Get all your news in one place.
100’s of premium titles.
One app.
Start reading
The Guardian - UK
The Guardian - UK
Sport
Josh Halliday North of England correspondent

Ryan Giggs domestic abuse trial was case without winners

Ryan Giggs pictured last year
Ryan Giggs was told on on Tuesday that the charges had been dropped. Photograph: Ed Sykes/Reuters

He is the most decorated footballer of the English game but Ryan Giggs may celebrate the end of his court case more than any medal he won on the pitch.

Almost 1,000 days after he was arrested on suspicion of assault and domestic abuse, the former Manchester United player was told on Tuesday that the charges had been dropped because his ex-partner, Kate Greville, no longer wished to give evidence.

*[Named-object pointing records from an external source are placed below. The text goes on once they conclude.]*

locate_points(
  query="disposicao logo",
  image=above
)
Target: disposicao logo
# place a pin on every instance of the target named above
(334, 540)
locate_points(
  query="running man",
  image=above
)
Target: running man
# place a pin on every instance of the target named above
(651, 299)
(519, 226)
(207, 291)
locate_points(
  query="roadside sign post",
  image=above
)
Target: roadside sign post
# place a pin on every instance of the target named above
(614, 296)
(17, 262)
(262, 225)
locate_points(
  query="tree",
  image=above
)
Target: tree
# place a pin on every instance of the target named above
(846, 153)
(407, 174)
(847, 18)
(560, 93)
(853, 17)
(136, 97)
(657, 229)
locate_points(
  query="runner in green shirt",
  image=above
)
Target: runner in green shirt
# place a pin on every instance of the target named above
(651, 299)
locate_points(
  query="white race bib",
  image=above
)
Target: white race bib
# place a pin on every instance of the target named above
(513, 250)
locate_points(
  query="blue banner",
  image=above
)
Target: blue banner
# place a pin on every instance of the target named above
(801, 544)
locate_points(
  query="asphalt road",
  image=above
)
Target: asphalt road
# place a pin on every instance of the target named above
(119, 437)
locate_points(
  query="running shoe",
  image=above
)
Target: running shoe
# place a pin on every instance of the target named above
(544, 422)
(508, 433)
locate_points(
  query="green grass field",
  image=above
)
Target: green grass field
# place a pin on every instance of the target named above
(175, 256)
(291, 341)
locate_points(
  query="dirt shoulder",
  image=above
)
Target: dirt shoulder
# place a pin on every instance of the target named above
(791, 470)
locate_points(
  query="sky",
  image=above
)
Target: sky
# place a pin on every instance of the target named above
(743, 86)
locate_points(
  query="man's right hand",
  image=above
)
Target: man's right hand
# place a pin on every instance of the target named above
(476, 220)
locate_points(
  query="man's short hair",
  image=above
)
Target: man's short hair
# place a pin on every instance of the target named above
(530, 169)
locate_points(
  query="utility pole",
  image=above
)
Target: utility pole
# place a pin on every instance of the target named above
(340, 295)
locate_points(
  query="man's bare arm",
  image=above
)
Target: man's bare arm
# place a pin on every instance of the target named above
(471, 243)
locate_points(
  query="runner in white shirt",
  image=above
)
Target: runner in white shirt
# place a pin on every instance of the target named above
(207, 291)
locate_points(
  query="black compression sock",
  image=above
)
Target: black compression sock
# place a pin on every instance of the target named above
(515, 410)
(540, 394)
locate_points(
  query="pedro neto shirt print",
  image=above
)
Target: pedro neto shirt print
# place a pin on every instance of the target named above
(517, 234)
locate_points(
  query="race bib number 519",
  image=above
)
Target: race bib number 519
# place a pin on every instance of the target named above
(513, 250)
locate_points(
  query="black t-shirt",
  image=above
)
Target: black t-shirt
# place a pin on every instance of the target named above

The original trial last summer had “taken its toll” on Greville, Manchester crown court was told, and without her testimony prosecutors decided there wasn’t a realistic prospect of conviction.

Giggs was charged with using coercive and controlling behaviour. Two further charges of assault, against Greville and her sister Emma, were also dropped as the judge, Hilary Manley, formally found Giggs not guilty in a hearing lasting less than five minutes.

Giggs, 49, was not in court to celebrate the outcome – but in reality it is a case without winners.

The former footballer, who quit his “dream job” as Wales manager after his arrest, admitted in court last year that he had sent streams of expletive-laden, abusive, aggressive and at times threatening messages to Greville, 38, during their “toxic” on-off relationship.

He admitted under oath that he had never been faithful in any of his previous relationships, including to his wife – the mother of his two children – whom he cheated on with his sister-in-law for eight years and then, three years later, began an affair with Greville.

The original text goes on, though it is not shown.